А вскоре я вышла к тому селу, где все и произошло, я увидела старую церковь без креста, с кривой колокольней, неподалеку стоял дом, над крышею которого на палочном древке трепыхался выгоревший розовый обрывок флага. Возле этого дома стояли, прислоненные к стене, два велосипеда. На крыльцо вышел человек в нашей русской гимнастерке, без ремня, и этого мужчину в знакомой воинской одежде я как-то связала в уме с тем клочком флага, который был сорван не до конца, и о чем-то надежном, домашнем напомнил мне вид сельской церкви, и я направилась к дому со слепым доверием Я спросила и была напугана грохотом своего собственного голоса, намолчавшегося в лесах, откашлялась, помолчала и дальше спрашивала, далеко ли немцы отсюда. Зачем тебе немцы, отвечал он, усмехаясь так, словно ждал, знал заранее, какую веселую и глупую потеху я выкину в ответ на его вопрос.

Я не хочу вспоминать, какие у него были лицо, руки, глаза, не хочу представлять и морды тех полицаев, которые были в комнате, где по углам и на полу валялись груды истоптанной бумаги… Я помню, какой солнечный неподвижный зной разлит был по широкой улице села, когда я подходила к дому; в жарком воздухе плыл мучительный для меня, сладкий соломенный дым; над тесовыми и черепичными крышами бушевало прозрачное марево, доски крыльца были серые, теплые, гладкие, и моя черная тень, упавшая на них, когда я всходила по ступенькам, была крива, изломана и страшна.

В дальней комнате конторы, где были живо сдвинуты к стене стулья и освобождено место на полу, оказалось темно, окна забиты снаружи досками.
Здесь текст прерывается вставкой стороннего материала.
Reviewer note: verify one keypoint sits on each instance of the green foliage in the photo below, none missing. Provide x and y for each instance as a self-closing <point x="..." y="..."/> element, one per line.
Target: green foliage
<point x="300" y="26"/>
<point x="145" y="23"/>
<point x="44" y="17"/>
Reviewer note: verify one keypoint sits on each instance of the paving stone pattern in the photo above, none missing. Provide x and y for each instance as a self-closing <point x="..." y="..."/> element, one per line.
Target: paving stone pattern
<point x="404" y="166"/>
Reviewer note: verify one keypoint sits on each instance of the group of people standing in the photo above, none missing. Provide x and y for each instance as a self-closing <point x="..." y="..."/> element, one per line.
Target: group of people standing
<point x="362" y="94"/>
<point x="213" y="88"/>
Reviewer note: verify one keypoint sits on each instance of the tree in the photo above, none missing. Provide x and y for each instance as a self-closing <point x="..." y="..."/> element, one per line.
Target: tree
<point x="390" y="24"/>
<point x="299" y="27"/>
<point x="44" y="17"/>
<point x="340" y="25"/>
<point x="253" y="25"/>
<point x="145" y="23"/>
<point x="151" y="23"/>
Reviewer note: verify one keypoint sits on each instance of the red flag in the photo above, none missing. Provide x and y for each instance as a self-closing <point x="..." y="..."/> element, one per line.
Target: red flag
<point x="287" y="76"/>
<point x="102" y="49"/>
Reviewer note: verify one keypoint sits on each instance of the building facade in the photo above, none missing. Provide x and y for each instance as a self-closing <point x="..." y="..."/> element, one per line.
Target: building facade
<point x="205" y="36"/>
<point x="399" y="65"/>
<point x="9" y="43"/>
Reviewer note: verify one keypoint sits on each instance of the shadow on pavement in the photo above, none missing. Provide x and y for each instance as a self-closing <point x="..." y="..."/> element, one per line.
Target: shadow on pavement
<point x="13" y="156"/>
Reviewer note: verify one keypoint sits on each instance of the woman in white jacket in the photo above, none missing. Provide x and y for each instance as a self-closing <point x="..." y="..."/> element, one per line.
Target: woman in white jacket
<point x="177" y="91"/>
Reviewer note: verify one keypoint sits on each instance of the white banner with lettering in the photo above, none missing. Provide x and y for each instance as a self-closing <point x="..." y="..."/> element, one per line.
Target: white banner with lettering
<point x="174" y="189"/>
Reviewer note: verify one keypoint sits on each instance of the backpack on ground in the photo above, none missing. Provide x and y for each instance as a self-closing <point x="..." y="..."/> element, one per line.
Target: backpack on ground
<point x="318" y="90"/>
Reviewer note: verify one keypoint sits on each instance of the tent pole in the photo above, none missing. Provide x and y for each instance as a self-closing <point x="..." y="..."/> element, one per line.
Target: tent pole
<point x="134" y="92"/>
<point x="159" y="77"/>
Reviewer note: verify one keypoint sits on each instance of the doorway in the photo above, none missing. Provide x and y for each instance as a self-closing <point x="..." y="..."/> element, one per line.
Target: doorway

В длинные щели пробивалось солнце, поднятая пыль клубилась в полосах света, словно серый дым. Солнечный свет слепил меня, но я смотрела в самую глубину полыхающего белого огня и слышала, как позади пламени и сверкающих вихрей солнца дрожит, закатывается, все неистовее взвивается голос моего ребенка. Забежал в комнату еще какой-то вояка, ухнул, возмущенно харкнул на меня, разваленную, как зарезанная корова, и с матюгами вперемежку возвестил, что едет немецкое начальство. Все из дома выбежали, грохоча сапогами по крыльцу, на улице загремели велосипеды. Я же первое время ничего не видела – в ослепших глазах полыхало одно лишь синее солнце, постепенно заливаемое розовой кровью. На ощупь, вслушиваясь в крик ребенка, я собрала себя и выбралась в переднюю комнату конторы и только тут сквозь огненную пляску в глазах стала различать видимый мир. Я схватила со стола сына и хотела выбежать из дома, но дверь оказалась заперта, тогда я выпрыгнула в окно первой комнаты, не забитое досками.